With a tiny brain about a third the size of a modern human's, protruding brows and jutting jaws like an ape, the skull was found in the remains of a medieval hilltop city in Dmanisi, Georgia, said the study in the journal Science.
It is one of five early human skulls -- four of which have jaws -- found so far at the site, about 100 kilometers (62 miles) from the capital Tbilisi, along with stone tools that hint at butchery and the bones of big, saber-toothed cats.
Lead researcher David Lordkipanidze, director of the Georgian National Museum, described the group as "the richest and most complete collection of indisputable early Homo remains from any one site."
The skulls vary so much in appearance that under other circumstances, they might have been considered different species, said co-author Christoph Zollikofer of the University of Zurich.
"Yet we know that these individuals came from the same location and the same geological time, so they could, in principle, represent a single population of a single species," he said.
The researchers compared the variation in characteristics of the skulls and found that while their jaw, brow and skull shapes were distinct, their traits were all within the range of what could be expected among members of the same species.
"The five Dmanisi individuals are conspicuously different from each other, but not more different than any five modern human individuals, or five chimpanzee individuals, from a given population," said Zollikofer.
"We conclude that diversity within a species is the rule rather than the exception."
Under that hypothesis, the different lineages some experts have described in Africa -- such as Homo habilis and Homo rudolfensis -- were all just ancient people of the species Homo erectus who looked different from each other.
It also suggests that early members of the modern man's genus Homo, first found in Africa, soon expanded into Asia despite their small brain size.
"We are thrilled about the conclusion they came to. It backs up what we found as well," said Milford Wolpoff, a paleoanthropologist at the University of Michigan.
Wolpoff and Adam Van Arsdale of Wellesley College published a study in the journal Evolution last year that also measured statistical variation in characteristics of early skull fossils in Georgia and East Africa, suggesting a single species and an active process of inter-breeding.
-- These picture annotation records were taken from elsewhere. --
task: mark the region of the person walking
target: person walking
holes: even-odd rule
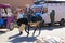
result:
[[[26,18],[26,16],[24,14],[24,10],[21,10],[21,14],[18,14],[18,16],[17,16],[17,25],[18,25],[18,29],[20,29],[20,34],[23,33],[23,30],[26,31],[25,26],[28,26],[28,19]],[[26,32],[29,34],[29,29]]]

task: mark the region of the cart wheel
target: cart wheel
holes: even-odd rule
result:
[[[10,31],[12,31],[14,29],[14,23],[10,23]]]
[[[64,18],[61,19],[60,25],[61,26],[64,26],[65,25],[65,19]]]

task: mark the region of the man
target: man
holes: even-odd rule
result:
[[[23,29],[25,29],[25,26],[28,26],[28,19],[26,18],[25,14],[24,14],[24,10],[21,10],[21,14],[18,14],[17,16],[17,25],[20,28],[20,34],[23,33]],[[26,29],[25,29],[26,31]],[[26,31],[29,34],[29,28],[28,31]]]

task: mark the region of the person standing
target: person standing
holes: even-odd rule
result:
[[[50,13],[50,19],[51,19],[51,26],[54,26],[54,18],[55,17],[55,11],[52,10],[52,12]]]
[[[17,16],[17,25],[20,29],[20,34],[23,33],[23,30],[26,31],[25,26],[28,26],[28,19],[26,18],[26,15],[24,13],[24,10],[21,10],[21,13]],[[26,31],[29,34],[29,28],[28,31]]]

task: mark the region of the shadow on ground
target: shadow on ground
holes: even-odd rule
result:
[[[36,41],[36,37],[17,37],[15,39],[10,40],[12,43],[21,43],[21,42],[34,42]]]

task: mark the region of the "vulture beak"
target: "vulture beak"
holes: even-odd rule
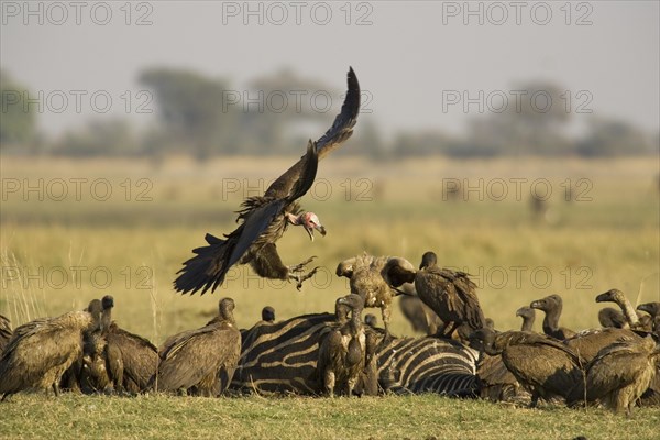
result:
[[[314,241],[314,230],[317,229],[321,235],[326,237],[326,228],[321,224],[315,224],[311,228],[308,228],[307,226],[305,226],[305,230],[307,231],[307,233],[309,234],[309,240]]]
"Everyone knows today you could find your mate from a different continent and it is normal for people to marry outside their local group, outside their religion, outside their culture," Wolpoff told AFP.
"What this really helps show is that this has been the human pattern for most of our history, at least outside of Africa," he added.
"We don't have races. We don't have different subspecies. But it is normal for humans to vary, and they have varied in the past."
But not all experts agree.
"I think that the conclusions that they draw are misguided," said Bernard Wood, director of the hominid paleobiology doctoral program at George Washington University.
"What they have is a creature that we have not seen evidence of before," he said, noting its small head but human-sized body.
"It could be something new and I don't understand why they are reluctant to think it might be."
In fact, the researchers did give it a new name, Homo erectus ergaster georgicus, in a nod to the skull as an early but novel form of Homo erectus found in Georgia.
The name also retracts the unique species status of Homo georgicus given to the jaw that was found in 2000 along with other small, primitive skulls.
The jaw lay a few yards (meters) from where Skull 5, belonging to the same owner, was later discovered in 2005.
Co-author Marcia Ponce de Leon of the University of Zurich said Skull 5 was "perfectly preserved" and "the most complete skull of an adult fossil Homo individual found to date."
Its discovery, in such close quarters with four other individuals, offered researchers a unique opportunity to measure variations in a single population of early Homo, and "to draw new inferences on the evolutionary biology" of our ancestors, she said.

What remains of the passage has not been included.